The line style can be set with the linestyle keyword argument (a shorthand of ls can also be used), with the following values:

  • "-" or "solid" (this is the default)
  • "--" or "dashed"
  • "-." or "dashdot"
  • ":" or "dotted"
  • "None", " " or "" for no line
# show the different line styles
linestyles = ["-", "--", "-.", ":"]

x = np.linspace(-10, 10, 100)
for i, ls in enumerate(linestyles):
    y = 3.5 - 2.3 * (x + i) + 0.5 * (x + i) ** 2
    plt.plot(x, y, linestyle=ls, label=ls)

plt.legend()
plt.show()

Show line styles

The above example has also shown how to plot multiple data sets on top of each other. It just requires running the plot command multiple times. The different lines will default to use different colours.

The line colour can be set using the color keyword argument (note the US spelling). There are a wide range of named colours that can be used, although there are a set of base colours for which only the first initial is required:

import matplotlib.colors as mcolors

print(list(mcolors.BASE_COLORS))
['b', 'g', 'r', 'c', 'm', 'y', 'k', 'w']

Base colors

An example using a few of these colours is:

colors = ["r", "g", "b", "k"]

x = np.linspace(-10, 10, 100)
for i, c in enumerate(colors):
    y = 3.5 - 2.3 * (x + i) + 0.5 * (x + i) ** 2
    plt.plot(x, y, color=c)

plt.show()

Demonstration of using colors

Note

There are colourblind friendly colour palettes available, for example within the seaborn package, e.g.,:

from matplotlib import pyplot as plt
import seaborn

# create 6 colours from the colorblind palette
cp = seaborn.color_palette('colorblind', 6)

# these colours will be given names "C0" through to "C5"
for i in range(6):
    c = f"C{i}"  # set colour name
    plt.axvline(i, color=c, label=c)  # create vertical lines to show off colours
plt.xlim([-1, 6])
plt.legend(loc="upper right")
plt.show()

Demo of colourblind friendly palette

Seaborn is provided within the base Anaconda environment.

Marker styles

In the above example just the line has been plotted, but markers can also be added for each data point.

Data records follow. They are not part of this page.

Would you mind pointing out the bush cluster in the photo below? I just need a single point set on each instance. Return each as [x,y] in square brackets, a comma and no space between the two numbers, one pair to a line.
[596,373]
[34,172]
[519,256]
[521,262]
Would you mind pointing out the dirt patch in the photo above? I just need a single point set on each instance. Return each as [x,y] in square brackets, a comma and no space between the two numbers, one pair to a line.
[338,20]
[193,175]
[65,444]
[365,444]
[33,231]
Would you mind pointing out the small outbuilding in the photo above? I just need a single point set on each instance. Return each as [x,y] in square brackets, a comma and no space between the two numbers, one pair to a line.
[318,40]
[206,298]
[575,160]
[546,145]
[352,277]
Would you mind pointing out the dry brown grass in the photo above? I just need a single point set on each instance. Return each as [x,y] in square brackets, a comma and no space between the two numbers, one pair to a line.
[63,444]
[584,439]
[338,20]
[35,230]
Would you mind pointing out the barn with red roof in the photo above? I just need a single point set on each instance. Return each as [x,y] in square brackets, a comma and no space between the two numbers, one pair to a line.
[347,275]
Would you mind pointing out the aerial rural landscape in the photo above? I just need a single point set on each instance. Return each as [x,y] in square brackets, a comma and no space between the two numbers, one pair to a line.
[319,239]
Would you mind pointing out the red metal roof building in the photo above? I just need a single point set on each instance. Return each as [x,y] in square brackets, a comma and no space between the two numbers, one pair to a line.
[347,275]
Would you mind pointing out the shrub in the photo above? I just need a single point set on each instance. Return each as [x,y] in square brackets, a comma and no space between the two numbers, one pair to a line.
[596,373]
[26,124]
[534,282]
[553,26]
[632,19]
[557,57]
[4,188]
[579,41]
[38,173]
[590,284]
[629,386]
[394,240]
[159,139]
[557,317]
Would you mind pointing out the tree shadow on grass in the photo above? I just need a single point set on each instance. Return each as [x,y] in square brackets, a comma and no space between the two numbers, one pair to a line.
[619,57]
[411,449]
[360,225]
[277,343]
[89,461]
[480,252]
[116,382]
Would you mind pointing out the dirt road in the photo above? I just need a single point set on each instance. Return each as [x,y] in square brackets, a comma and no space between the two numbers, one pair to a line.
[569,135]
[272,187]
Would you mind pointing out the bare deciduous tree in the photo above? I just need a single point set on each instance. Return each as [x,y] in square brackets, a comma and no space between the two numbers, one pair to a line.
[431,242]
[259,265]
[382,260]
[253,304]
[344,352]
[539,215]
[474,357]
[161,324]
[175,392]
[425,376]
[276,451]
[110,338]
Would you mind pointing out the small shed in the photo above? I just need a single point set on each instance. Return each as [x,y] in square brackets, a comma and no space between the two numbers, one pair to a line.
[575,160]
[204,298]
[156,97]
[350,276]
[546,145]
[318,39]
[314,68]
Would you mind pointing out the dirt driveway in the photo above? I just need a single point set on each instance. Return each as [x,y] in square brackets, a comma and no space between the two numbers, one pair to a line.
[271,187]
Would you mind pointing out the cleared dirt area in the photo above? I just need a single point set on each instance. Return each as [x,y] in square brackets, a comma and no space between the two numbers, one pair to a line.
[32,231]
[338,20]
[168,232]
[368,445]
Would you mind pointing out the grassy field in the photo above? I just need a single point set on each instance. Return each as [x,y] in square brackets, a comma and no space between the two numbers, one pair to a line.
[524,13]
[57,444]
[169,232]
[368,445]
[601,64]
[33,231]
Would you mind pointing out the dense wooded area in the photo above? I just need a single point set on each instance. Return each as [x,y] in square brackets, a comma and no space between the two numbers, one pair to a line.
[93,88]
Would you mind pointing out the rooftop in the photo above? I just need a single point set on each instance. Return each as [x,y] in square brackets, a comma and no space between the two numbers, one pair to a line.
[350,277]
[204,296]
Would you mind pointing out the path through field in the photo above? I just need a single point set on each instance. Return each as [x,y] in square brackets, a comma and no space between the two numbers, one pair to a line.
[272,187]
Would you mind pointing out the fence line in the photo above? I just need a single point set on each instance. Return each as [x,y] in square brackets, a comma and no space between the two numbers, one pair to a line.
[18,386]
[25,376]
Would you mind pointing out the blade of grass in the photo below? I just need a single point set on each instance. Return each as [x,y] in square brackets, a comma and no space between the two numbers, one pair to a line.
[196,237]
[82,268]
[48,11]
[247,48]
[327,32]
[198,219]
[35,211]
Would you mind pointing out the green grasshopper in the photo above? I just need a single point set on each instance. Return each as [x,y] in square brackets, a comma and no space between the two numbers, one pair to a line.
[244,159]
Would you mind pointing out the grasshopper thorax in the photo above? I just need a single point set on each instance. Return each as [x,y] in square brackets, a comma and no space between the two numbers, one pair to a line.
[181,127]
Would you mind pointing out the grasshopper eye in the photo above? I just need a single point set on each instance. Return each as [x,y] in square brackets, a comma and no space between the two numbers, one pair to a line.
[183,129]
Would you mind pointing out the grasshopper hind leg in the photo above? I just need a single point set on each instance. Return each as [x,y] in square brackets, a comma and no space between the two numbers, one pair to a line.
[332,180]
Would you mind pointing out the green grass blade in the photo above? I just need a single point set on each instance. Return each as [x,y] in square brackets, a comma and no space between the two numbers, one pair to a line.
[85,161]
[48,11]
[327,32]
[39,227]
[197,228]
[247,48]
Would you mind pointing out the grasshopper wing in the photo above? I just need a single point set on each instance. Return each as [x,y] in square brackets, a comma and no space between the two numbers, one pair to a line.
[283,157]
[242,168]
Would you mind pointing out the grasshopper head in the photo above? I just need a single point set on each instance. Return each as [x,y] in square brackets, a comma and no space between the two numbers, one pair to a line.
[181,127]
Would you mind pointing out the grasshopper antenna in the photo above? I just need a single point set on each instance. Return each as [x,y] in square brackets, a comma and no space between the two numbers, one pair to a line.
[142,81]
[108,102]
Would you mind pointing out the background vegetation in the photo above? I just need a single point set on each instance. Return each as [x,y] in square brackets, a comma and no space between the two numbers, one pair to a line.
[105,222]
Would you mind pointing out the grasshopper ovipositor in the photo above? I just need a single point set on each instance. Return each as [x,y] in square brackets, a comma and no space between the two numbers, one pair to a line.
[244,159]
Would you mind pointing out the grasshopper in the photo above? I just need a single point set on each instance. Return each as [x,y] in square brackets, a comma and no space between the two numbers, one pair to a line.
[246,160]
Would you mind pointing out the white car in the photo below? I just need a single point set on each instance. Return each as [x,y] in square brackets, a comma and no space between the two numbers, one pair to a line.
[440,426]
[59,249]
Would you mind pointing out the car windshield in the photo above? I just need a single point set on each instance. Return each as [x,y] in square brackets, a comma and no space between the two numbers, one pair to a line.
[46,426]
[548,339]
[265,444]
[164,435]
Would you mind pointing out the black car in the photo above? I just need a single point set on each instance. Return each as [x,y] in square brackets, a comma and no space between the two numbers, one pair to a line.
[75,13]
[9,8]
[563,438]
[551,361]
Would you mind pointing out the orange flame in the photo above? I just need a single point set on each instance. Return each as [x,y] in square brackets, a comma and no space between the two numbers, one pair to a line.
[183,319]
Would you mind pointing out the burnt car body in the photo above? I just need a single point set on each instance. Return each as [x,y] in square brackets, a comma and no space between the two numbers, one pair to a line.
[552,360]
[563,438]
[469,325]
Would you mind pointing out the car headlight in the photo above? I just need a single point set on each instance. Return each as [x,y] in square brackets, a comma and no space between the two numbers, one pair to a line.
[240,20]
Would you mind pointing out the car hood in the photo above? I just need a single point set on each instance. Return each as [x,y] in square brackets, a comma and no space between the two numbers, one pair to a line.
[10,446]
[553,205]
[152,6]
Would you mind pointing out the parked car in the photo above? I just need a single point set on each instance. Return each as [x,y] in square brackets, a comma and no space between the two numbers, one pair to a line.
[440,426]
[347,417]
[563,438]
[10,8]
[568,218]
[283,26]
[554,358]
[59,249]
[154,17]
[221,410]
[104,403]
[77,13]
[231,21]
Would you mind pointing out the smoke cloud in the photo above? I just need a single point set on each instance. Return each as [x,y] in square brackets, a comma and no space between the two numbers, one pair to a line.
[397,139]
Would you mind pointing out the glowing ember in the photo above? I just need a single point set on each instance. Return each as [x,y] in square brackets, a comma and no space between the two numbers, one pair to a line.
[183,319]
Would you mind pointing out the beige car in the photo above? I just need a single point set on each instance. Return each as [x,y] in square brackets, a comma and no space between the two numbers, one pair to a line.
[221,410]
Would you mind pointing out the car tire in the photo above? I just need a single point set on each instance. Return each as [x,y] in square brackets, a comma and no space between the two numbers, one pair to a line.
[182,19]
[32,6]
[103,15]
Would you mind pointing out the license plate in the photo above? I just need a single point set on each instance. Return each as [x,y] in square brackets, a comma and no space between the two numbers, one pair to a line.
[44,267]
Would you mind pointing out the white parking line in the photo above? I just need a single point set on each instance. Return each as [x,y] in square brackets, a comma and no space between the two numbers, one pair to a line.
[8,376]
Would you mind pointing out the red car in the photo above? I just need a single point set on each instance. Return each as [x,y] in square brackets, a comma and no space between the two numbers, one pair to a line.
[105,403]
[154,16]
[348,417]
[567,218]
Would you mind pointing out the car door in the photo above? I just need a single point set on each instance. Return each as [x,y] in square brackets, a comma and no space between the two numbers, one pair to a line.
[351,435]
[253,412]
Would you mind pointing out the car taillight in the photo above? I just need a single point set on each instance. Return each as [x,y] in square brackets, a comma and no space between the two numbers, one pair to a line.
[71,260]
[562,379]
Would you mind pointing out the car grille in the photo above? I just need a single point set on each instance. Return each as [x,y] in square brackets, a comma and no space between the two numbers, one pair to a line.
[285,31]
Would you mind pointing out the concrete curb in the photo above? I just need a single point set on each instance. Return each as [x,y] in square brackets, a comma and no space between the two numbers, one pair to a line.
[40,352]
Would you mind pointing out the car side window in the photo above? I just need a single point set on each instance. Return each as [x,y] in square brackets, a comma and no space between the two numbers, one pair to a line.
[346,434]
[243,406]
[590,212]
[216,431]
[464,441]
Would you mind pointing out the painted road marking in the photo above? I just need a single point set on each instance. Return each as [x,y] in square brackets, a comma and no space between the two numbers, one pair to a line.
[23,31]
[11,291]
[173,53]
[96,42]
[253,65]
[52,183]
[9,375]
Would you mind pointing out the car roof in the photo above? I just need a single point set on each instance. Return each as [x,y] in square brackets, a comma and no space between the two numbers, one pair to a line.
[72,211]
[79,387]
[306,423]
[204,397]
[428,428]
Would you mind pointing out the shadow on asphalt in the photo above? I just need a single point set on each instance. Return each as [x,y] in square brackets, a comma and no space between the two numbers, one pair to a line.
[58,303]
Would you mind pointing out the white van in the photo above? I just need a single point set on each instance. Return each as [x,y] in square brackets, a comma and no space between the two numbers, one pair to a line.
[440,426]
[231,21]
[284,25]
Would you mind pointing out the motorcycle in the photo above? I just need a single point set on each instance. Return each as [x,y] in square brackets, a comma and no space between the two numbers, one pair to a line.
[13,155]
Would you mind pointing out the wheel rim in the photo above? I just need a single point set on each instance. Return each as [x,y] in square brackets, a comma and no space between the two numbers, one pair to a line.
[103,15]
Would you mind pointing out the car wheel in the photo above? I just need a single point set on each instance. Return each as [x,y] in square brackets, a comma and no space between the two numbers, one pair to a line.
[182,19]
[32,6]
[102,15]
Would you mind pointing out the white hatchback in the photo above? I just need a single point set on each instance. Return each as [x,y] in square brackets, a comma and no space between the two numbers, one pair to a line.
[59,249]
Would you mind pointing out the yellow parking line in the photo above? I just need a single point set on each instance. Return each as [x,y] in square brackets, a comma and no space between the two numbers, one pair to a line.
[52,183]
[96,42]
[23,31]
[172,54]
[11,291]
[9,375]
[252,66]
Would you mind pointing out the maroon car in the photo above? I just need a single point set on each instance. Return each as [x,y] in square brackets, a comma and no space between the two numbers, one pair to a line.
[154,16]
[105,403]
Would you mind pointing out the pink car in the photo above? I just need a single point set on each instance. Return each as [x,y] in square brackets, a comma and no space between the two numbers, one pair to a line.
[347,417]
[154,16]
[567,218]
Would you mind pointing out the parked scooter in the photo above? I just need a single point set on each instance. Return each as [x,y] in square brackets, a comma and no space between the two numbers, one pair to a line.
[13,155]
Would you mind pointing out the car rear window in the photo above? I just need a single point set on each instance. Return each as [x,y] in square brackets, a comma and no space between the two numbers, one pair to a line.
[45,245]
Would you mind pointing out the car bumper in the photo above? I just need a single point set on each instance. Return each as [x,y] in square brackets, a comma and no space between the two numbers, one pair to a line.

The marker style can be set with the marker keyword argument. The full range of marker styles are listed on the marker page, but here we will list a few:

  • "." - a point
  • "o" - a circle
  • "v" - a downwards pointing triangle
  • "*" - a star
  • "+" - a plus
  • "x" - a cross
  • "s" - a square

The marker size can be set with the markersize keyword argument, and whether the marker is filled or not can be set using the markerfacecolor keyword argument:

markers = ["o", "v", "*", "s"]
markersizes = [4, 6, 8, 10]
markerfacecolors = ["None", "b", "r", "g"]
colors = ["k", "b", "r", "g"]
linestyles = ["-", "None", "-", "None"]  # set to show lines for alternate cases

x = np.linspace(-10, 10, 25)
for i in range(len(markers)):
    y = 3.5 - 2.3 * (x + 2 * i) + 0.5 * (x + 2 * i) ** 2
    plt.plot(
        x,
        y,
        marker=markers[i],
        markersize=markersizes[i],
        markerfacecolor=markerfacecolors[i],
        color=colors[i],
        linestyle=linestyles[i]
    )

plt.show()

Demonstration of using markers

Axis labels

The above plots were missing important information. Plots should always have axis labels!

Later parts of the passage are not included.